Improved real-time PCR estimation of gene copy number in soil extracts using an artificial reference.

T J Daniell1, J Davidson, C J Alexander, S Caul, D M Roberts.   

Abstract

Application of polymerase chain reaction (PCR) techniques has developed significantly from a qualitative technology to include powerful quantitative technologies, including real-time PCR, which are regularly used for detection and quantification of nucleic acids in many settings, including community analysis where culture-based techniques are not suitable. Many applications of real-time PCR involve absolute quantification which is susceptible to inaccuracies caused by losses during DNA extraction or inhibition caused by co-extracted compounds. We present here an improvement to this approach involving the addition of an artificial internal standard, prior to nucleic acid extraction. The standard was generated by in-situ mutagenesis from an E. coli template to ensure it both did not amplify with bacterial primers used for quantification and was short enough to minimise possible interference with other analyses.
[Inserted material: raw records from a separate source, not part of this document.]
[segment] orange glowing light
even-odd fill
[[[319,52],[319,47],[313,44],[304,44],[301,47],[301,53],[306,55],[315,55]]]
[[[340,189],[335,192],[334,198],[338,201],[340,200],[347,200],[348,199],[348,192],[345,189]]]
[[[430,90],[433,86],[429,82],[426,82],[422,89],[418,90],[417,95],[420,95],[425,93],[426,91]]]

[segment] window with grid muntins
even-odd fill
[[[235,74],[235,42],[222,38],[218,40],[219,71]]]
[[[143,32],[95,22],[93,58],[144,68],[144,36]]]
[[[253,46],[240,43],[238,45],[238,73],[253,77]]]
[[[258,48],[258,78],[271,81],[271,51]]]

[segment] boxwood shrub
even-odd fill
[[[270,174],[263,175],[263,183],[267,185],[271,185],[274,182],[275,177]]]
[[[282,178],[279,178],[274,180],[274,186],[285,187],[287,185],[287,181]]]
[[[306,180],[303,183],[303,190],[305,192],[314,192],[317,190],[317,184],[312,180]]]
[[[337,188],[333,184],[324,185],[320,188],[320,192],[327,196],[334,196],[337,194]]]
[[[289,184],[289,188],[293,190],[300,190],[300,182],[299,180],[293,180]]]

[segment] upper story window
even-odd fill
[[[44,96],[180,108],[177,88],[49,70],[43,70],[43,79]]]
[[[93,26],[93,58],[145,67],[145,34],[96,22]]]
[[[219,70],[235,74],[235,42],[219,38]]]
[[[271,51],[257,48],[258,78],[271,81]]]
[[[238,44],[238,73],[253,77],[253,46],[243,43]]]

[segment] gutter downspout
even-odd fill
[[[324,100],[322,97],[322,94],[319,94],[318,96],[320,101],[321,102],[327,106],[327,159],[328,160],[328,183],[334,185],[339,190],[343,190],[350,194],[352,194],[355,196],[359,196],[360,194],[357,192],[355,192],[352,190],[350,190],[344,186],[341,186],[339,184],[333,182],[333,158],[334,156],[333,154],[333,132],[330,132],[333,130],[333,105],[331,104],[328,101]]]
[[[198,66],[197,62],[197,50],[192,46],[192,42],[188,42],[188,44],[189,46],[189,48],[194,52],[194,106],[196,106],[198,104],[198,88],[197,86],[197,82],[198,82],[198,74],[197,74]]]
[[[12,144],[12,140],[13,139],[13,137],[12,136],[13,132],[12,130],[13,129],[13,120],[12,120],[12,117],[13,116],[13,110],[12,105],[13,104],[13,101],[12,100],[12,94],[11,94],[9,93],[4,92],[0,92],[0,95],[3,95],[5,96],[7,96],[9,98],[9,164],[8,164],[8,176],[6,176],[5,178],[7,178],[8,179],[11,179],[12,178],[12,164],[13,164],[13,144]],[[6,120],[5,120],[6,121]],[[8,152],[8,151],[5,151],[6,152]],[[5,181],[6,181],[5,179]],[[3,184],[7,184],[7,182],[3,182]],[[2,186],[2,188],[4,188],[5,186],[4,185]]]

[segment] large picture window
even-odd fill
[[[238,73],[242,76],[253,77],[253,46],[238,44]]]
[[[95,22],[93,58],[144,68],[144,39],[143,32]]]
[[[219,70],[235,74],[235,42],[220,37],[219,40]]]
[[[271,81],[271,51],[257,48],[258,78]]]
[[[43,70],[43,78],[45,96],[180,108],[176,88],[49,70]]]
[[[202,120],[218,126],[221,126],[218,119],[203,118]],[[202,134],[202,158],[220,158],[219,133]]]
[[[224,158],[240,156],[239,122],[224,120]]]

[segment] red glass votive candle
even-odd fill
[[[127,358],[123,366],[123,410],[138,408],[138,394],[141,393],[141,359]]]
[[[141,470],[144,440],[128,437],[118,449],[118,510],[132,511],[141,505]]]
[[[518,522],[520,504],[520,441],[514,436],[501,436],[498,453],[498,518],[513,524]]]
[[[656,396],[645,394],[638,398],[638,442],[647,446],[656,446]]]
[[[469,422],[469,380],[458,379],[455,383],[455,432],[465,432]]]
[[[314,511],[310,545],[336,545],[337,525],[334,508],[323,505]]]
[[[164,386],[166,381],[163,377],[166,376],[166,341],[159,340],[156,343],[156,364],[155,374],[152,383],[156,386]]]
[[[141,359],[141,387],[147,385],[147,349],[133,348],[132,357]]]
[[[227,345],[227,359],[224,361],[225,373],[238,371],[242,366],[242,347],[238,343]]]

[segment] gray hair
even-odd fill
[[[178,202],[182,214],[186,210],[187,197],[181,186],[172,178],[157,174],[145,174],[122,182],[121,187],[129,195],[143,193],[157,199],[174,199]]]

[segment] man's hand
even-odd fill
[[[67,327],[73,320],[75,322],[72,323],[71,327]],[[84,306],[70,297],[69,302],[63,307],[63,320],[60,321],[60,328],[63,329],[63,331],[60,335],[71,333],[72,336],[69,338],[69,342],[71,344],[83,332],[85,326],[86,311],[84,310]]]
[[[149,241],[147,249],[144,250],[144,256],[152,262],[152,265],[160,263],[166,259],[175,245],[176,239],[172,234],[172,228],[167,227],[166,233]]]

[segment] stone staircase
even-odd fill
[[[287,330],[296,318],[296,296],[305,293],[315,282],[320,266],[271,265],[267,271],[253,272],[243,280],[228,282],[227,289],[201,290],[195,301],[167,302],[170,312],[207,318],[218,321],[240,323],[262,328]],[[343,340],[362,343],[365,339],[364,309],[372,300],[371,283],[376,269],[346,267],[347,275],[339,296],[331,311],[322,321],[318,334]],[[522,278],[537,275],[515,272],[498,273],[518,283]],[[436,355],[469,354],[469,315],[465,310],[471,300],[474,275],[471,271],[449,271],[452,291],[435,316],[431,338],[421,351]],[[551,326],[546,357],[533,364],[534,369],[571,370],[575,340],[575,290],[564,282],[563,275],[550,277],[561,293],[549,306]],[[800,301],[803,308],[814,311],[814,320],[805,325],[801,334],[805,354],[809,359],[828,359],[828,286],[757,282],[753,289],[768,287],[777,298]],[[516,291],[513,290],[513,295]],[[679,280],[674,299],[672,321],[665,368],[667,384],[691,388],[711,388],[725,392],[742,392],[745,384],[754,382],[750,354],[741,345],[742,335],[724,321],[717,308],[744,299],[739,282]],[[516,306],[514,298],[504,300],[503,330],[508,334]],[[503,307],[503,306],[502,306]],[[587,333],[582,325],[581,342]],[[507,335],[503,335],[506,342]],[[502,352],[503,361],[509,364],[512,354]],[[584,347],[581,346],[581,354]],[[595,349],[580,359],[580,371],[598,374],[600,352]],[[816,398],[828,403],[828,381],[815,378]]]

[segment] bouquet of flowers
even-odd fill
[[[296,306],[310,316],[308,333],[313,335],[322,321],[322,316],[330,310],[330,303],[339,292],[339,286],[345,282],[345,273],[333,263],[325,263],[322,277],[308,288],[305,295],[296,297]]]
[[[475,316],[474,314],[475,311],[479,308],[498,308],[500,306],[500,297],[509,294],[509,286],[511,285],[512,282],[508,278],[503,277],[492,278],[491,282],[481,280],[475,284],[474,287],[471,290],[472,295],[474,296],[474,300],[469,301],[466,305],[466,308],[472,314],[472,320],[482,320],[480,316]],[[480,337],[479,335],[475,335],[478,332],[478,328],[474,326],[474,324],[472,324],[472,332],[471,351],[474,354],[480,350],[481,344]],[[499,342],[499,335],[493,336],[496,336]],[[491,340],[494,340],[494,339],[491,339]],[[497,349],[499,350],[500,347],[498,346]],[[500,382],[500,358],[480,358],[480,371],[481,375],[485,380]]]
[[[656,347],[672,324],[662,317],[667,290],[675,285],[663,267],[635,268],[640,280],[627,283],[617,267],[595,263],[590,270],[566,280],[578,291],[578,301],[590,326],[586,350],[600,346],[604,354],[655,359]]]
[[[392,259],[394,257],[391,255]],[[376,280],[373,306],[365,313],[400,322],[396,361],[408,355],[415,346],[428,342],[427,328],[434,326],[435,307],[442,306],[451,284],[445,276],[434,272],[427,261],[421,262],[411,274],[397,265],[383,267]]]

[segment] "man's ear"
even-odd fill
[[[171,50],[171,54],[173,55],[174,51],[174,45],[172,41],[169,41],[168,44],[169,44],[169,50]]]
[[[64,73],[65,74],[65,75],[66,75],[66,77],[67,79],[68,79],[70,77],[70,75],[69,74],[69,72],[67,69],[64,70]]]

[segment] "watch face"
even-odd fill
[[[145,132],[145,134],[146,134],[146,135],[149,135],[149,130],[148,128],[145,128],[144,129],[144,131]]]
By estimating gene target copies by relative abundance, this approach accounts for both loss during extraction and inhibition effects. We present a novel application of relative real time PCR, using the internal standard as a reference, allowing accurate estimation of total bacterial populations both within and across a wide range of soils and demonstrate its improvement over absolute quantification by comparison of both approaches to ester linked fatty acid analysis of the same soils.
Copyright © 2012 Elsevier B.V. All rights reserved.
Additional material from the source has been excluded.